Modern hikers naturally prefer to walk the land in the pleasant seasons of the year. 
Our walking is for recreation and health. The ancient long-distance walker, in contrast, 
traveled through these hills purely out of necessity, and necessity often dictates travel in 
all seasons. Travel in the winter has several advantages when it comes to trail breaking. 
When there are no leaves on the trees or tall brush obscuring the landscape, one can see 
greater distances ahead, and it is far easier to find the most efficient path to ones destination.
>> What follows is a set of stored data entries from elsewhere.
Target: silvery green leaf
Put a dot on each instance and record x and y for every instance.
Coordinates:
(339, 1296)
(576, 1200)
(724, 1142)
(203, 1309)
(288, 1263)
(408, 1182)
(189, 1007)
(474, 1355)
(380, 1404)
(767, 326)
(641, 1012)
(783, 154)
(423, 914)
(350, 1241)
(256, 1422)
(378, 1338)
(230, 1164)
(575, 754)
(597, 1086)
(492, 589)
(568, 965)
For many years, it was assumed that the earliest Native American trails followed the seasonal 
American bison migration routes from the Kentucky southeast into the broad grasslands of central 
and northern Ohio. This was based on observations of the vast herds of the Great Plains west of 
the Mississippi, and early European discoveries of deeply warn pathways through the wilderness 
that they found great beasts following to and from salt licks of Eastern Kentucky. More modern 
research has concluded that the arrival of the American bison actually post-dated 
human habitation of the area. 

						Paths along Kentucky's Waterways

The trails on these maps were analogous to the interstate and state highways of today. 
These were the pathways between relatively distant points. We can see that many of the 
ancient paths followed a north – south orientation through Kentucky. This was in part 
dictated by the need to traverse Kentucky to and from the more heavily populated areas 
of Ohio, but also because the watershed of the river that dominates this part of America, 
the Ohio, flows from northeast to the west. Dozens of the Ohio’s tributaries flow into it 
from the south and from the north. Many of the known Native American trails followed 
along these same Kentucky tributaries that to this day find their way northward into the 
Ohio River from the interior of Kentucky. In our part of the state, these include the 
Big Sandy River, the Little Sandy River, Tygarts Creek and the Licking River.
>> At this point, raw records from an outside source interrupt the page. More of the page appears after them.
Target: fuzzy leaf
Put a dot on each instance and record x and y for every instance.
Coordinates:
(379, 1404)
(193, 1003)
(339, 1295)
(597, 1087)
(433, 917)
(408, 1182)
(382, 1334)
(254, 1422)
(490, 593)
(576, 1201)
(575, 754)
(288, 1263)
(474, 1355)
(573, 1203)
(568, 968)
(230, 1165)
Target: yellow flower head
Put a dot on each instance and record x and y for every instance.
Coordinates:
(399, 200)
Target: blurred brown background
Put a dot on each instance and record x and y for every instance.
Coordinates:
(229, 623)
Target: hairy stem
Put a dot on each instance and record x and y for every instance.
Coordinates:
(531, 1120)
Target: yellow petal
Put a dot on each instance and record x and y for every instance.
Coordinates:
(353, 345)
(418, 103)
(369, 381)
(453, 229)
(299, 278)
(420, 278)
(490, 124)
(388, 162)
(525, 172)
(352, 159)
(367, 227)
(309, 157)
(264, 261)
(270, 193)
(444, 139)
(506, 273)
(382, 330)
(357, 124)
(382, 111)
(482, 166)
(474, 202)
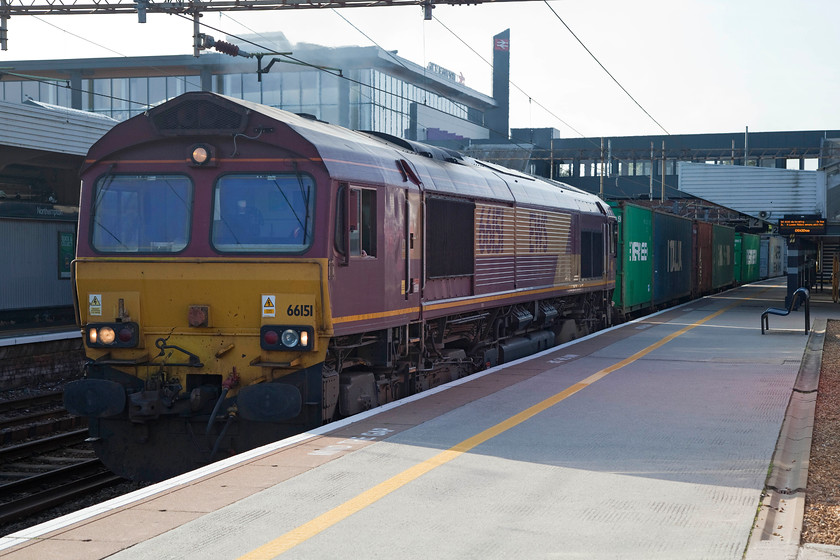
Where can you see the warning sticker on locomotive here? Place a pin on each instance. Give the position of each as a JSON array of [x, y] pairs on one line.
[[269, 305], [95, 304]]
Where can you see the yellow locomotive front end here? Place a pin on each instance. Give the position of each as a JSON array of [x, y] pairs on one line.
[[193, 361]]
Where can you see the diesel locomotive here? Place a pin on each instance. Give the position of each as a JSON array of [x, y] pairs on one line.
[[244, 274]]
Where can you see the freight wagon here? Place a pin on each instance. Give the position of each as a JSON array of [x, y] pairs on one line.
[[664, 258]]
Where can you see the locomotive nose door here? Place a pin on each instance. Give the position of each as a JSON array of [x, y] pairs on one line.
[[413, 245]]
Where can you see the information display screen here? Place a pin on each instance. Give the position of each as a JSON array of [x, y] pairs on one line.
[[807, 224]]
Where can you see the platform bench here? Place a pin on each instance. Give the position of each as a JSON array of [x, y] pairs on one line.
[[802, 293]]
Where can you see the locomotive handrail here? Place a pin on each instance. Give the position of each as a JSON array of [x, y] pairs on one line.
[[800, 293]]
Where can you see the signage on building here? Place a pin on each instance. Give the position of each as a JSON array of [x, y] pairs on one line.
[[812, 224]]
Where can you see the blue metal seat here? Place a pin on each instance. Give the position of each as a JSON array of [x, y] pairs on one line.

From the standpoint of travel efficiency, all other things being equal, travel by canoe 
was always preferable to walking. Movement by canoe is faster, less energy is expended, 
far greater burdens can be transported by relatively fewer individuals and many dangers 
are avoided on the water. 

That said, not all waterways were equally useful to the ancient traveler. A watercourse 
that had depth sufficient to allow movement by canoe was preferable to one that did not.  
The Eastern Kentucky rivers and creeks that empty into the Ohio increase in water flow 
volume as one moves closer to their confluence with the Ohio. With the exception of the 
Big Sandy, Eastern Kentucky watercourses are all characterized by points where upstream 
travel by canoe becomes untenable due to low water. We may assume that some walking paths 
would tend to converge on navigable waterways at the point where water depth was 
sufficient to support canoe travel. Obviously there could be a degree of variation 
depending on seasonal rainfall and its effects on stream flow levels.
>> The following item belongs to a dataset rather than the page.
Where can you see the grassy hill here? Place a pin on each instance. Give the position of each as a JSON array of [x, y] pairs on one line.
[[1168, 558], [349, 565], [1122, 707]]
				Managing the Pre-Contact Environment

It seems that its earliest inhabitants experienced Eastern Kentucky as a nearly 
impenetrable wooded wilderness, full of small game, but not a favorable environment for 
sustaining significant numbers of large grazing animals. The consensus is now that early 
man managed his environment not unlike the way it has been managed by European-Americans. 
Native Americans no doubt recognized the limitations of our hilly terrain and used fire 
to create open grassy meadow-lands that attracted large game animals, and facilitated the 
hunting of them. Before Native Americans were driven from Eastern Kentucky, 
many areas may have been nearly as treeless as the lands of small farms and meadows 
that we are so familiar with today. Fire would have been a powerful device for environmental 
management in the hands of intelligent and motivated tribes people.